All About Eve was nominated for 14 Academy Awards, a record that has not been beaten to this day (Titanic and La La Land both tied it). It won six Oscars including Best Picture and Best Actor for George Sanders. Today, many critics feel that Bette Davis would have won had Anne Baxter not lobbied so hard to be included in the Best Actress category (instead of Best Supporting Actress), thus splitting the votes between them and causing Judy Holiday to win for Born Yesterday. It is generally considered one of the greatest backstage movies of all time and regularly appears in lists of the greatest movies ever made.
I’d not seen it until this weekend when Fathom Events and Turner Classic Movies presented it in a limited run on the big screen. I was also not all that familiar with Bette Davis work. I’m sure I’ve seen her in a movie or two, and certainly I know her name (and can’t stop singing that song whenever I hear it). After watching All About Eve, she’s rocketed into my list of actresses to pay attention to.
Davis plays Margo Channing, an aging Broadway star (and by “aging” I mean she’s just turned 40, which is closer to death on the stage – and Hollywood – than life). She’s currently starring in a successful play, Aged in Wood, by Lloyd Richards (Hugh Marlowe). She’s getting rave reviews and packed crowds but is concerned that she won’t be able to play these younger roles much longer.
One night. Lloyd’s wife and Margo’s dear friend Karen (Celeste Holme) brings beautiful ingenue Eve Harrington (Anne Baxter) to meet Margo. Eve is a huge fan of Margo, having seen every performance of Aged in Wood, and her glowing praise of the aging star earns her a place in Margo’s entourage. Soon, the two become close friends with Eve becoming intricate to Margo’s daily life.
All goes well for awhile with Eve becoming the perfect friend and assistant but soon Margo begins to suspect that Eve wants more from her than the love of a celebrity. She wants to be that celebrity. She wants to become Margo. The tension this causes makes for quite a movie.
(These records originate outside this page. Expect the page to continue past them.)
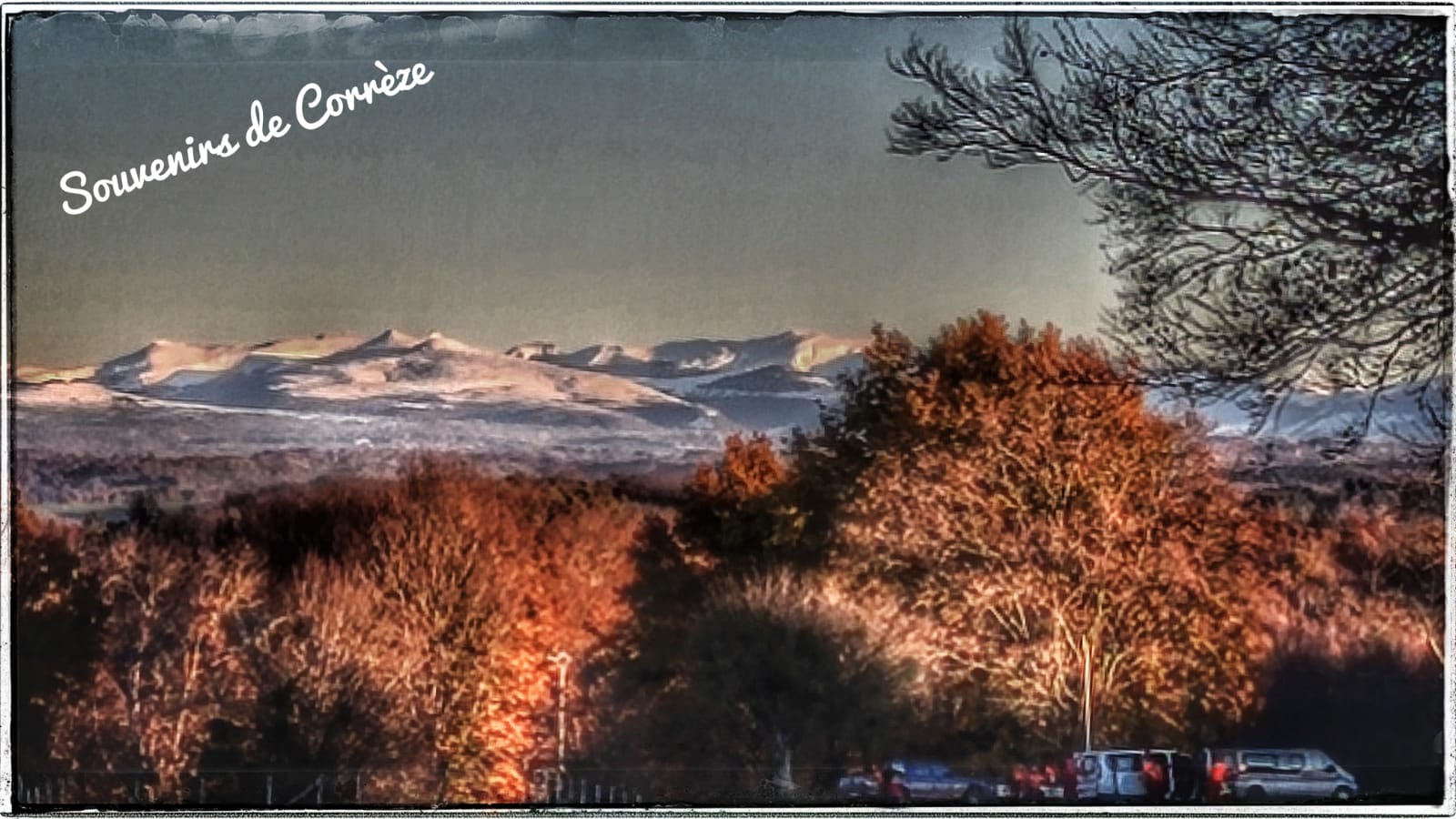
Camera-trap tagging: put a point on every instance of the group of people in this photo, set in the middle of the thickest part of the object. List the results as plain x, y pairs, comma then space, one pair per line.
1164, 778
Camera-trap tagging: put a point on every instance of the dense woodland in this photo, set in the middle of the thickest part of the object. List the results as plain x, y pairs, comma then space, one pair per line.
926, 573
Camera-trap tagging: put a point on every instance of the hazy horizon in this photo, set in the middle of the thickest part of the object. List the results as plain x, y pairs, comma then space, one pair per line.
564, 178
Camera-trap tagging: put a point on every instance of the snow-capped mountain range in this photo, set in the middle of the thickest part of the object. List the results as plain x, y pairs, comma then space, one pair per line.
691, 383
436, 390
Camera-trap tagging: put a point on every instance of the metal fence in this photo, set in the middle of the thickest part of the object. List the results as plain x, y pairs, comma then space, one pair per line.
244, 787
551, 785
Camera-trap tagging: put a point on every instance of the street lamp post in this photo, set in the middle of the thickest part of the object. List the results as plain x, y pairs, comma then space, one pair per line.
562, 659
1087, 694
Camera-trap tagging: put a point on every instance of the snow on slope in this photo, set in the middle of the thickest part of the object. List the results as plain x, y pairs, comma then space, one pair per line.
63, 392
397, 372
776, 379
686, 365
43, 375
179, 365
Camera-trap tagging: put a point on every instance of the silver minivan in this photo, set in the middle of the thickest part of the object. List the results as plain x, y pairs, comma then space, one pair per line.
1114, 774
1283, 774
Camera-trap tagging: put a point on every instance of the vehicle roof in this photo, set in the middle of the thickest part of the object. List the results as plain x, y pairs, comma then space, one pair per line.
1269, 751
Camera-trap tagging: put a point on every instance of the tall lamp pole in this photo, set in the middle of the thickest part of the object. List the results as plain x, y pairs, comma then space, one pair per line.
1087, 694
562, 659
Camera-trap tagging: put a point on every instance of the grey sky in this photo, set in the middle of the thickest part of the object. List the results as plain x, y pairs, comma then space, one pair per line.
567, 178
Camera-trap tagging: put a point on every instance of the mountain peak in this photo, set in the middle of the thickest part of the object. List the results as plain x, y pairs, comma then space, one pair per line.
392, 339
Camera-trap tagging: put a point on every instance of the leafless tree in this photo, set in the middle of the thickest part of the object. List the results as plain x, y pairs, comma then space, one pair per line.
1273, 188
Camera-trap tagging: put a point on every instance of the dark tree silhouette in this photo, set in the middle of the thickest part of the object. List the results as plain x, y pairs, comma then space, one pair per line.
1273, 188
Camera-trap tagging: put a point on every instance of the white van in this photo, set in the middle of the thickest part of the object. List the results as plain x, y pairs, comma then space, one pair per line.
1285, 774
1116, 774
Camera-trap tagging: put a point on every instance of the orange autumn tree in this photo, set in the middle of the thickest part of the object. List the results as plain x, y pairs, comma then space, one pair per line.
1031, 515
470, 583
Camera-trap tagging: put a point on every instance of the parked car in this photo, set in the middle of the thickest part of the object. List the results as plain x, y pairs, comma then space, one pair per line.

Bette Davis is fantastic. The way she can throw knives with her eyes is a thing of rare beauty. Anne Baxter gives a slightly subtler performance as the little girl with a sweet exterior but who will stop at nothing to achieve her dreams. Going into the film, I knew George Sanders won an Oscar for his performance but I wasn’t really sure who he played. At first, I figured he was either the boyfriend or the playwright, but somewhere in the middle I started really noticing the character of Addison DeWitt as the cynical critic who helps Eve with her goals but always with the knowledge of who she really is. Of course, he is played by Sanders and he deserves his award but it was kind of wonderful to come into it not knowing who he was and being utterly won over by the performance.
All About Eve is the sort of old Hollywood movie they could never make today. There is a stiltedness to the acting that wouldn’t work for today’s audiences. It’s the sort of film where when Margo delivers her famous “Fasten your seatbelts. It’s going to be a bumpy night.” line she says it climbing a set of stairs, pauses, turns around, and performs those lines. It’s utterly unnatural and absolutely perfect.
All About Eve is a great film It was such a treat to see if get the big screen treatment. Ben Mankiewicz often delivers the introductions to these films on TCM and their monthly big screen screenings, but it was especially nice to see him talking about this film as it was his great uncle, Joseph L. Mankiewicz, who wrote and directed it.